Randall Wray is very explicit about this in his 1997 paper:

However, just as workers have the alternative of [JG], so do employers have the opportunity of hiring from the [JG] pool. This is the primary “price stabilization” feature of the [JG] program. If the wage demands of workers in the private sector exceed by too great a margin the employer’s calculations of their productivity, the alternative is to obtain [JG] workers at a mark-up over the [minimum wage]. This will help to offset the wage pressures caused by elimination of the fear of unemployment.

Another way to put this is to say that the JG does not eliminate the reserve army of unemployed people who help hold down the wage (and other) demands of workers. It’s just that, instead of the reserve army sitting around on unemployment benefits, they now work a minimum wage job that they are eager to leave as soon as they can get higher pay from a regular employer. Wray actually puts the point in exactly these “reserve army” terms:

It must be remembered that the [JG] workers are not “lost” as a reserve army of potential employees; rather, they can always be obtained at a mark-up over [the minimum wage].

The old telling makes perfect sense of course. The whole challenge JG is trying to solve is getting to 0 percent unemployment without creating unsustainable wage-price inflation. If it somehow massively increased the bargaining power of regular workers, then it would create unsustainable wage-price inflation and be unworkable as a policy.
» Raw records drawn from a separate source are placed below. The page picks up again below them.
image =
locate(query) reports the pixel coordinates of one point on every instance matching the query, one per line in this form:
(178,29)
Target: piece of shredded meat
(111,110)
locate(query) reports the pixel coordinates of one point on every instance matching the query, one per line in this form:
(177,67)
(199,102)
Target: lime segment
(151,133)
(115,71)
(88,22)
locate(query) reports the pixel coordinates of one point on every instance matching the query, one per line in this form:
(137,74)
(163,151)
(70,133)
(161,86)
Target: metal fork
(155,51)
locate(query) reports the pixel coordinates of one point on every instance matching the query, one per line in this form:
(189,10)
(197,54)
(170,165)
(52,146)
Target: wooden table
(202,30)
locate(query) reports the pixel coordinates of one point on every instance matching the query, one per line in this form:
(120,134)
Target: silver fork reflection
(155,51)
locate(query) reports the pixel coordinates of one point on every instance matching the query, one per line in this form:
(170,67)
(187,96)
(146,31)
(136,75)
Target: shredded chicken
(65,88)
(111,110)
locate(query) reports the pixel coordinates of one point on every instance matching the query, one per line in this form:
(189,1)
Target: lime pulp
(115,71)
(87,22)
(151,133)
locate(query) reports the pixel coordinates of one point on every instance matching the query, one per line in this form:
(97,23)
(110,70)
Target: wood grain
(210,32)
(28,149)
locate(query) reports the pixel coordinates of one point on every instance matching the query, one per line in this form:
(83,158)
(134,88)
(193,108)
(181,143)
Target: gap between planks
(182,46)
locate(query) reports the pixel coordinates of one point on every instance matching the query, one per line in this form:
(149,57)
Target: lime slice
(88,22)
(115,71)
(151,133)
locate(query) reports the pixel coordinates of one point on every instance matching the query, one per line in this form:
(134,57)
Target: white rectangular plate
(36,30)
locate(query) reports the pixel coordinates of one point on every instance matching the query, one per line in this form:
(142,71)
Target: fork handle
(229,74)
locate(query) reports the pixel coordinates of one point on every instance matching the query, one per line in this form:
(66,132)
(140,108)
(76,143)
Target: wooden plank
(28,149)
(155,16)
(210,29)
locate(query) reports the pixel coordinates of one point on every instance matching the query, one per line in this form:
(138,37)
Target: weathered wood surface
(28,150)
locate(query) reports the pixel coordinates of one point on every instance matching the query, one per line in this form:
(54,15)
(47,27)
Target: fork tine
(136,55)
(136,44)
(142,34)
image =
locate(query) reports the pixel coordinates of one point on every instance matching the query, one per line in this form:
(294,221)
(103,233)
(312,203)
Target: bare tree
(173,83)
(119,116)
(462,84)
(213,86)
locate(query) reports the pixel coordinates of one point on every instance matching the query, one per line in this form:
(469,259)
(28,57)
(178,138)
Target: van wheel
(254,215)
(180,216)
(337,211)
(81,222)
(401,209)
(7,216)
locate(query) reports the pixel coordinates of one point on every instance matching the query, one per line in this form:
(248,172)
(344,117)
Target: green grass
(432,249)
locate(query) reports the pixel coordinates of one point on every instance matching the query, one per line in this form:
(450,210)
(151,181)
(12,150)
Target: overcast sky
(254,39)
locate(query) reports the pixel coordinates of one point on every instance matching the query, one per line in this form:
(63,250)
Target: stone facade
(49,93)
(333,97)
The benefit of the JG over having a small percentage of the workforce on unemployment benefits is not that it tightens labor markets and runs up wages, but rather that it puts people to work, and jobs are better than welfare (the normative judgment at the heart of JG advocacy).


The new version of the JG argument, which is being pitched to political audiences rather than academic audiences, has completely reversed the claim that the JG will not meaningfully improve the bargaining position of regular workers. Indeed, the new JG advocates even use the exact same language as the old JG advocates, but in the opposite direction. For instance, here is Rohan Grey quoted in The Intercept:

“The NAIRU is a central component for most macroeconomic theories that have been used by central banks around the world, and it’s a political, technical, and moral excuse to not try and hire that last 5 percent,” said Grey. “What it actually does is keep a reserve army of unemployed people who effectively discipline the rest of the employed. If you piss off your boss, if you get too uppity, you could fall over into the abyss.”

So Grey argues that, because the JG employs everyone, it gets rid of the “reserve army of unemployed people” and therefore makes it so that regular workers can’t get fired for being “too uppity” in the demands they make on their bosses. Old School Wray, on the other hand, argues that, because the JG pays the minimum wage, it does not get rid of the reserve army available to employers to discipline their workers if they get too uppity (Wray actually uses the word “obstinate” though, not “uppity”).

Notably here, the underlying program has not changed at all. The JG is still an open-ended minimum-wage public employment program. Yet somehow it recently went from a program that was claimed to preserve the reserve army to one that got rid of it.

What’s remarkable here is not just that the story has completely reversed, but that, if the new claim is true, then the program cannot possibly work. Remember, the reason Wray was trying to argue that the JG won’t significantly increase the bargaining power of regular workers is because, if it did that, then it would cause unsustainable wage-price inflation. So, if the new advocates are right, and the JG actually does significantly increase the bargaining power of regular workers, then it will collapse under its own inflationary weight.